If chillwave is a thing, then Lotus Plaza is chillrock.  Doesn’t have that same ring to it, does it?  That’s because unlike chillwave, it’s actually an apt verbal representation of the musical style it describes.  Taken at face value, this ugly new term would seem to denote “boring”, wouldn’t it?  You know, like how Deerhunter might sound without Bradford Cox’s songs?  Lockett Pundt is incredibly talented, and Spooky Action At A Distance is certainly an accomplishment, but the shadow of Pundt’s more famous band looms inescapably over his solo project.

If you are fully conscious going into this album, the first real song, “Strangers”, might well put you to sleep; its ending even sounds like Pundt is slowly nodding off with the instruments in his hands.  Unless, say, you’re on some sort of mind-altering substance; then perhaps you’d “get lost” in its hazy ambience and be transfixed.  The goal of Lotus Plaza on this album seems to be to layer so many sounds on top of each other and drench it all in so much echo that you can no longer tell what’s guitar, what’s voice and what’s guitar (WOOPS).  You might remember My Bloody Valentine doing something like this a couple decades ago, except that band also wrote lots of incredible songs that contained, y’know, riffs.

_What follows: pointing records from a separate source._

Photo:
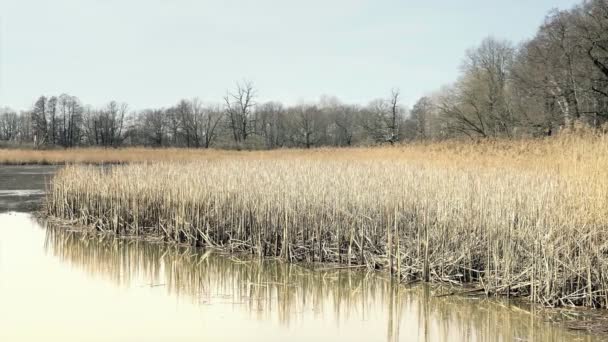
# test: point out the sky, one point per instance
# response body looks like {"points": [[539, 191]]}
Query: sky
{"points": [[152, 53]]}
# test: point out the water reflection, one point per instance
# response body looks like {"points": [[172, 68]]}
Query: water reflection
{"points": [[339, 304]]}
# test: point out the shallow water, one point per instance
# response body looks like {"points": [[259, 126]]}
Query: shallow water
{"points": [[60, 285], [57, 285], [22, 187]]}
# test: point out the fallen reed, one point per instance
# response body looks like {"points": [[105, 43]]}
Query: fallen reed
{"points": [[526, 218]]}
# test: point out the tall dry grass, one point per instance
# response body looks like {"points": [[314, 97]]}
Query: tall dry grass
{"points": [[526, 218]]}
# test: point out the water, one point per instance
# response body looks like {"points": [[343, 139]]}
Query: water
{"points": [[62, 285]]}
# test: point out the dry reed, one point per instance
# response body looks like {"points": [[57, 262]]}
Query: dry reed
{"points": [[525, 218]]}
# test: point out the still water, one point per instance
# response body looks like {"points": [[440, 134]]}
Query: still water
{"points": [[61, 285], [57, 285]]}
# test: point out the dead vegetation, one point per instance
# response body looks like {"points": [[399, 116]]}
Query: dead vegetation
{"points": [[520, 218]]}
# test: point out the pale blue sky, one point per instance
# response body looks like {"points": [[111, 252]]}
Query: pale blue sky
{"points": [[151, 53]]}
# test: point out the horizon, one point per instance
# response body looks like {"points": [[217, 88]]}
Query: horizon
{"points": [[355, 51]]}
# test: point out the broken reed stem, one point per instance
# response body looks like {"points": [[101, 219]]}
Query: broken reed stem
{"points": [[538, 230]]}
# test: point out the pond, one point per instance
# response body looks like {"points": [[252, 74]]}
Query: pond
{"points": [[58, 284]]}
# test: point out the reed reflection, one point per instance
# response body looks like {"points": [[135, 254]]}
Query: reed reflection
{"points": [[272, 290]]}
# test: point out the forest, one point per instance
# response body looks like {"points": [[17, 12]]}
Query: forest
{"points": [[556, 80]]}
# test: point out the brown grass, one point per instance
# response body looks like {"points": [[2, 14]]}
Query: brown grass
{"points": [[525, 218]]}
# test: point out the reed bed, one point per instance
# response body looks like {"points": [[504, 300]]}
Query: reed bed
{"points": [[268, 289], [526, 218]]}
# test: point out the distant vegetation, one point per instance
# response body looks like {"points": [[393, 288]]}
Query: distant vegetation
{"points": [[555, 80], [517, 218]]}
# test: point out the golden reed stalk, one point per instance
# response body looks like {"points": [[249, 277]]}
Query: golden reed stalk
{"points": [[520, 218]]}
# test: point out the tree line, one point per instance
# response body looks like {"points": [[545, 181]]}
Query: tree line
{"points": [[553, 81]]}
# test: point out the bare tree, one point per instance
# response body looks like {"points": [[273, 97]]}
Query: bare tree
{"points": [[238, 106]]}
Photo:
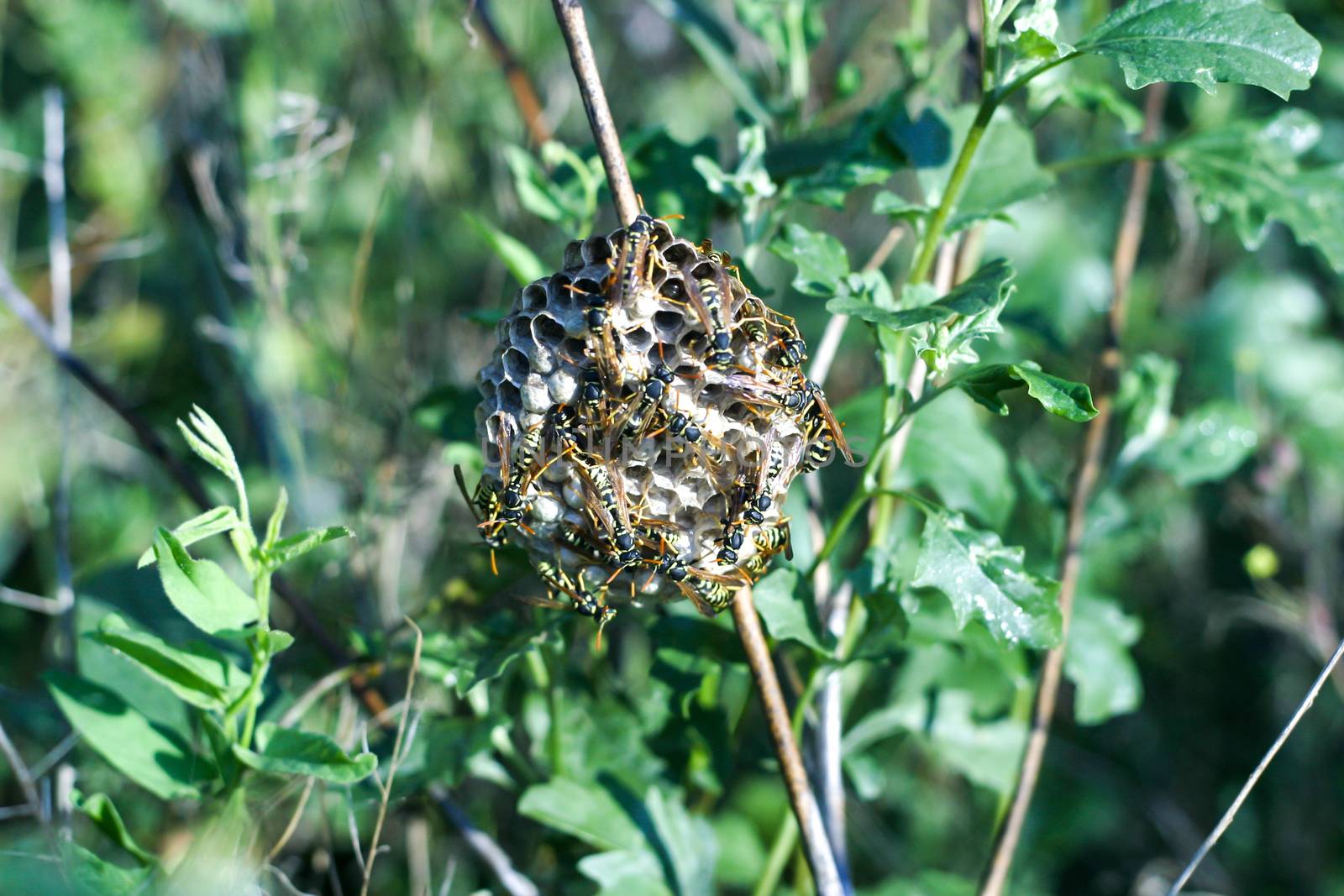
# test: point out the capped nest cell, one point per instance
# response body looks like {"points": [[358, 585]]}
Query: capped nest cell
{"points": [[642, 419]]}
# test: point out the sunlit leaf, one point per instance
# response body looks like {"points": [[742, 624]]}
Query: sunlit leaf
{"points": [[985, 580], [201, 590], [288, 752], [1206, 42]]}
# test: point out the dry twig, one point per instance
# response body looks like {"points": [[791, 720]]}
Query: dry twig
{"points": [[569, 13], [1089, 469]]}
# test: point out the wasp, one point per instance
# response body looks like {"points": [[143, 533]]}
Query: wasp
{"points": [[606, 503], [515, 474], [707, 297], [632, 266], [582, 600], [820, 425], [484, 504], [734, 528], [635, 423]]}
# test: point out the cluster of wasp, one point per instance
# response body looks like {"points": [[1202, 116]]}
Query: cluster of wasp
{"points": [[642, 419]]}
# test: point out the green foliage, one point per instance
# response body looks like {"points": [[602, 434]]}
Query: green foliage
{"points": [[308, 217]]}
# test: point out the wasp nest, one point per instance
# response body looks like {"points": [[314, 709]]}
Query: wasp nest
{"points": [[642, 419]]}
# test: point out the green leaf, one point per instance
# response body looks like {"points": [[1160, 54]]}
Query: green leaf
{"points": [[108, 820], [1206, 42], [951, 453], [521, 261], [1210, 443], [201, 590], [820, 258], [304, 752], [481, 652], [985, 752], [199, 674], [1003, 172], [1097, 660], [987, 580], [833, 183], [221, 519], [1063, 398], [1250, 172], [147, 752], [788, 609], [302, 543], [586, 812]]}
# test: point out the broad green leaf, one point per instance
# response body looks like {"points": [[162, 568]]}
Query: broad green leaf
{"points": [[1063, 398], [788, 609], [147, 752], [199, 674], [288, 752], [1206, 42], [104, 815], [985, 579], [820, 258], [1003, 172], [201, 590], [302, 543], [1210, 443], [521, 261], [1097, 660], [625, 872], [951, 453], [221, 519], [985, 752], [1252, 174], [586, 812]]}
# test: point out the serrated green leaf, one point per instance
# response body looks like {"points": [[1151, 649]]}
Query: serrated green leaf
{"points": [[1097, 660], [1206, 42], [586, 812], [788, 610], [199, 674], [104, 815], [1063, 398], [1210, 443], [1250, 172], [820, 258], [521, 261], [985, 580], [144, 752], [201, 590], [214, 521], [304, 752], [302, 543]]}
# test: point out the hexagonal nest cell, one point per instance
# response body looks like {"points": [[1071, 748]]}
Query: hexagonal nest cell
{"points": [[642, 419]]}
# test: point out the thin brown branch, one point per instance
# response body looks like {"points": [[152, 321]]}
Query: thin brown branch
{"points": [[519, 82], [569, 13], [20, 773], [816, 846], [394, 763], [1089, 470]]}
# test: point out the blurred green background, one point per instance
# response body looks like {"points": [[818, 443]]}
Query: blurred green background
{"points": [[296, 214]]}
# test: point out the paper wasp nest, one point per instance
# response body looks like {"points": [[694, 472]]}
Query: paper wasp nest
{"points": [[642, 419]]}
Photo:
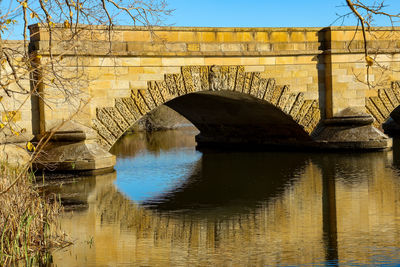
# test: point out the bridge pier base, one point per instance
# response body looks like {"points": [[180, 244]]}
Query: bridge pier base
{"points": [[351, 130], [74, 148]]}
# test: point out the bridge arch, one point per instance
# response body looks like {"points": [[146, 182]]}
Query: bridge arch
{"points": [[382, 106], [202, 81]]}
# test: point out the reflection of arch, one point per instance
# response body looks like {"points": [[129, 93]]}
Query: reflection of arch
{"points": [[221, 179], [382, 105], [112, 122]]}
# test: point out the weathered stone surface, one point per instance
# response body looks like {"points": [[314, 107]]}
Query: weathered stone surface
{"points": [[289, 103], [284, 97], [196, 78], [133, 109], [380, 106], [170, 83], [164, 91], [392, 97], [240, 79], [188, 79], [269, 91], [247, 82], [108, 122], [297, 105], [385, 100], [104, 133], [148, 100], [255, 84], [232, 77], [155, 93], [371, 108], [352, 130], [180, 86], [124, 111], [141, 105], [118, 118], [276, 94], [14, 154], [303, 110], [80, 156], [204, 78], [262, 88]]}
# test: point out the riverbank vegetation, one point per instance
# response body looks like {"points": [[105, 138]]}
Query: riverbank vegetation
{"points": [[28, 221]]}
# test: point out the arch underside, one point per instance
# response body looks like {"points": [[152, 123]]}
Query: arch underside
{"points": [[381, 106], [111, 122]]}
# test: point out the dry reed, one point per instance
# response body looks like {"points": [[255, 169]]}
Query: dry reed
{"points": [[28, 221]]}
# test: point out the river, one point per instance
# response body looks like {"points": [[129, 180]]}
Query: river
{"points": [[168, 204]]}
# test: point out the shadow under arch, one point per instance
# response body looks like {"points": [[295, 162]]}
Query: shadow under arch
{"points": [[230, 85], [234, 118]]}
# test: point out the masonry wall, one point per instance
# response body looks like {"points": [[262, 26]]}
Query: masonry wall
{"points": [[315, 61], [16, 107]]}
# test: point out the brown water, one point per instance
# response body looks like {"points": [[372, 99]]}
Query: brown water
{"points": [[170, 205]]}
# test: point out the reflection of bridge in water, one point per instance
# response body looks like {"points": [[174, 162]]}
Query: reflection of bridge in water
{"points": [[334, 208]]}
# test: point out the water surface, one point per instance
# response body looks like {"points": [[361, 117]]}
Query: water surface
{"points": [[170, 205]]}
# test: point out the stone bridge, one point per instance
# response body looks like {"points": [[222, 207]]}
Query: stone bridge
{"points": [[297, 87]]}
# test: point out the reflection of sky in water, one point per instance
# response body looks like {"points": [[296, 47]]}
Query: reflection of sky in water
{"points": [[146, 175]]}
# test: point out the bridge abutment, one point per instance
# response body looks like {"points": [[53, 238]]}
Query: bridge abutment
{"points": [[128, 73], [74, 147]]}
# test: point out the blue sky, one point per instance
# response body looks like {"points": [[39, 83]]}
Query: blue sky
{"points": [[259, 13], [253, 13]]}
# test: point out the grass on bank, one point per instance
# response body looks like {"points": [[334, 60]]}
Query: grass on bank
{"points": [[28, 221]]}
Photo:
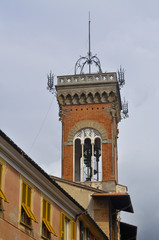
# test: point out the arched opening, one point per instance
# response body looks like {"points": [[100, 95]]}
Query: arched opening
{"points": [[78, 155], [87, 155]]}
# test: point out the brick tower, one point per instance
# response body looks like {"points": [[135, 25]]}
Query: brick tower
{"points": [[90, 107]]}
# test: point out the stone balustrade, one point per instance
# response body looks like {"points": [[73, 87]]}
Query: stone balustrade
{"points": [[86, 78]]}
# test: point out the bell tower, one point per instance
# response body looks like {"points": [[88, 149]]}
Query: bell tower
{"points": [[90, 110]]}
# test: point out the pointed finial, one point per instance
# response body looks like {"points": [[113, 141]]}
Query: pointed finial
{"points": [[89, 59]]}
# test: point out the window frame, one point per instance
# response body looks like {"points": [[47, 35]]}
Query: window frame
{"points": [[46, 220], [71, 227], [26, 215], [2, 195]]}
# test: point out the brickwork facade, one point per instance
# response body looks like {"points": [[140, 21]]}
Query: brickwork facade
{"points": [[99, 117]]}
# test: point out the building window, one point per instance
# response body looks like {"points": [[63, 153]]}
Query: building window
{"points": [[46, 226], [82, 231], [68, 228], [87, 234], [2, 195], [26, 213], [87, 152]]}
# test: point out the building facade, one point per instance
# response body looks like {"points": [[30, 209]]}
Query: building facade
{"points": [[90, 110], [34, 206]]}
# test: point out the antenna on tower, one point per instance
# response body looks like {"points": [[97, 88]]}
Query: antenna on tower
{"points": [[124, 111], [50, 83], [89, 59], [121, 78], [89, 44]]}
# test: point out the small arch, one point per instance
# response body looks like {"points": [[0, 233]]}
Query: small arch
{"points": [[97, 97], [87, 155], [90, 98], [104, 97], [61, 99], [82, 99], [112, 96], [87, 124], [75, 99]]}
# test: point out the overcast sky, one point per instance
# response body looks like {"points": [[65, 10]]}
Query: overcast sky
{"points": [[37, 36]]}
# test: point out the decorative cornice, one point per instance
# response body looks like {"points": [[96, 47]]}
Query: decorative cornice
{"points": [[86, 124]]}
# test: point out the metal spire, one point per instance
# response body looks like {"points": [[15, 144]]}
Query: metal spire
{"points": [[89, 59], [89, 39]]}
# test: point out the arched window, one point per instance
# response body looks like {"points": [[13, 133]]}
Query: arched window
{"points": [[87, 155]]}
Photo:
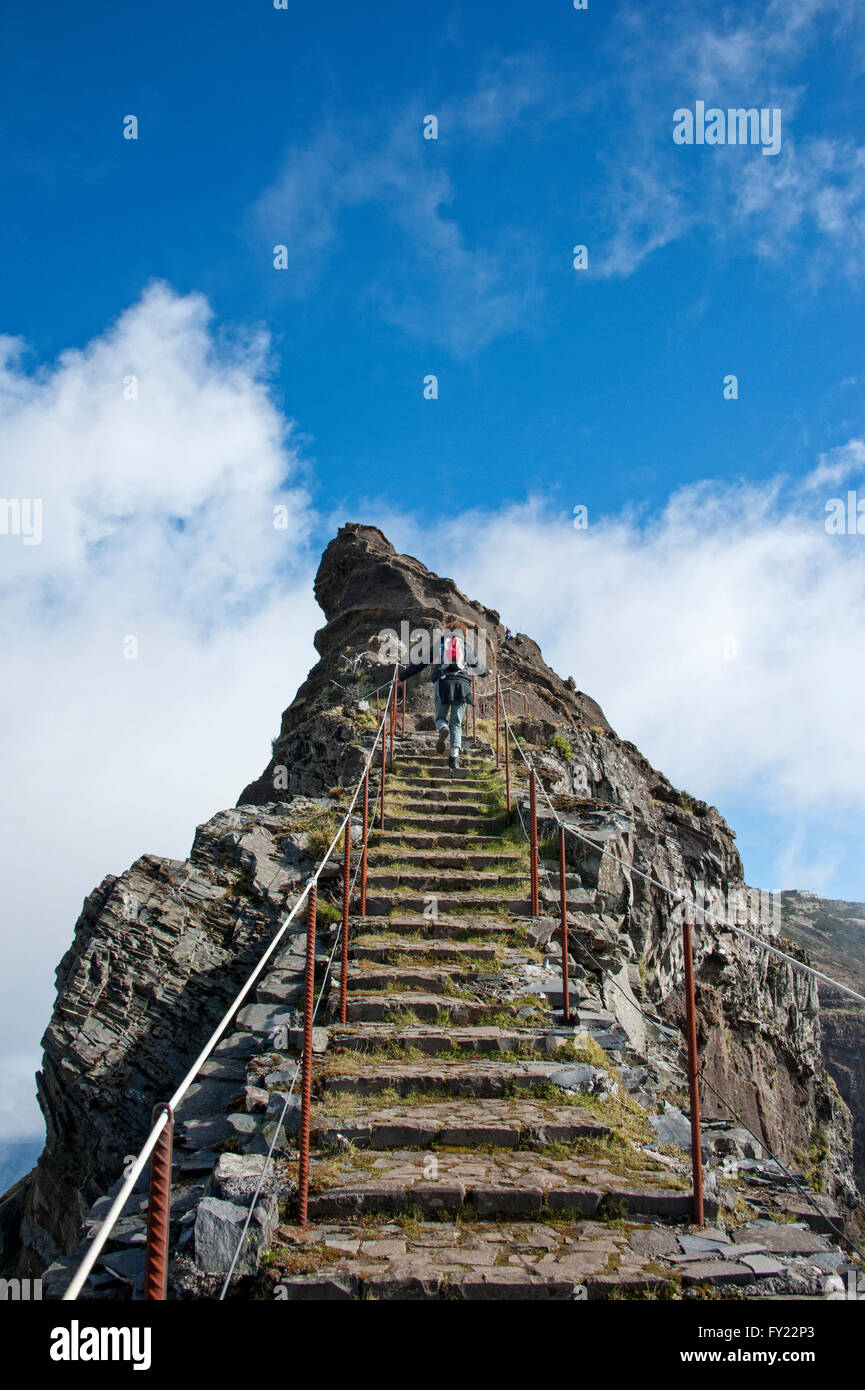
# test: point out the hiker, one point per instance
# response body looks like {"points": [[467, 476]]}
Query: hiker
{"points": [[452, 688]]}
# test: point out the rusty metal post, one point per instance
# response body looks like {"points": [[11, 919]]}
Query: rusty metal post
{"points": [[306, 1061], [366, 833], [473, 713], [498, 701], [384, 758], [533, 840], [563, 898], [159, 1211], [346, 870], [693, 1066], [394, 698]]}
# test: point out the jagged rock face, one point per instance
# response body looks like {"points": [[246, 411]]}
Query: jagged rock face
{"points": [[363, 587], [160, 951], [156, 957], [833, 933], [760, 1030]]}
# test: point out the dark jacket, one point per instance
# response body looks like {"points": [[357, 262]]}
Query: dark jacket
{"points": [[452, 687]]}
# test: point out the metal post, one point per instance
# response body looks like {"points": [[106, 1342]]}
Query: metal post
{"points": [[394, 698], [563, 897], [533, 840], [159, 1211], [693, 1064], [346, 870], [306, 1061], [384, 758], [366, 831], [473, 713]]}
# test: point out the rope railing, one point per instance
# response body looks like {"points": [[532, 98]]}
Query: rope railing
{"points": [[170, 1108], [288, 1096]]}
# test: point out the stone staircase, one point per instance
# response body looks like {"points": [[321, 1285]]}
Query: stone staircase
{"points": [[465, 1141], [449, 1155]]}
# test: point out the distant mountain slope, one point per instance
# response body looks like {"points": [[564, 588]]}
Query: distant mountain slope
{"points": [[833, 933]]}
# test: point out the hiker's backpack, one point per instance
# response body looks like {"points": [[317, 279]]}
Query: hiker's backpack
{"points": [[454, 653]]}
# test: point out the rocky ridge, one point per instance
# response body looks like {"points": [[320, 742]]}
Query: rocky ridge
{"points": [[157, 952]]}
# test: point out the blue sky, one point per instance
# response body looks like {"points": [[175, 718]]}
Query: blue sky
{"points": [[303, 127]]}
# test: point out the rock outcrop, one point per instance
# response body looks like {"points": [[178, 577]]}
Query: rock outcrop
{"points": [[833, 934]]}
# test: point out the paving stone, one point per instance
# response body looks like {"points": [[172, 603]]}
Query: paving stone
{"points": [[762, 1264], [775, 1239], [716, 1272]]}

A judicious music critic would of course point out that “Monoliths” is an amazing song, with intelligible lyrics, solid vocal harmonies, and an overpowering sense of soaring positivity.  Also, the tunes that sound like the Meat Puppets playing at the bottom of a sewer pipe (“Dusty Rhodes”, “White Galactic One”) are pretty cool.  Otherwise, most of the songs are forgettable; “Jet Out Of The Tundra” and “Remember Our Days” are curriculum for week three of How To Play Chillwave Guitar (kind of like most of Real Estate’s songs), and “Out Of Touch” is criminal the way it starts out sounding badass and then slowly wimpifies via blob after blob of sedated noise until you’re in a reverb coma.

But here’s the unavoidable truth: The whole album is a faint carbon-paper trace of sounds Deerhunter has already made.  If you’re not careful, it could make you start to question your love of Deerhunter.  Yes, Deerhunter is one of the best bands in the world, but it’s also largely responsible for the cavalcade of post-riff rock over the past couple of years.  Pundt’s songwriting and musicianship is definitely a cut above the imitators, and he can’t be blamed for his desire to keep busy during Cox’s Atlas Sound stints.  It’s educational to hear these two artists doing their own things, but Spooky Action isn’t substantial enough to bridge the gap.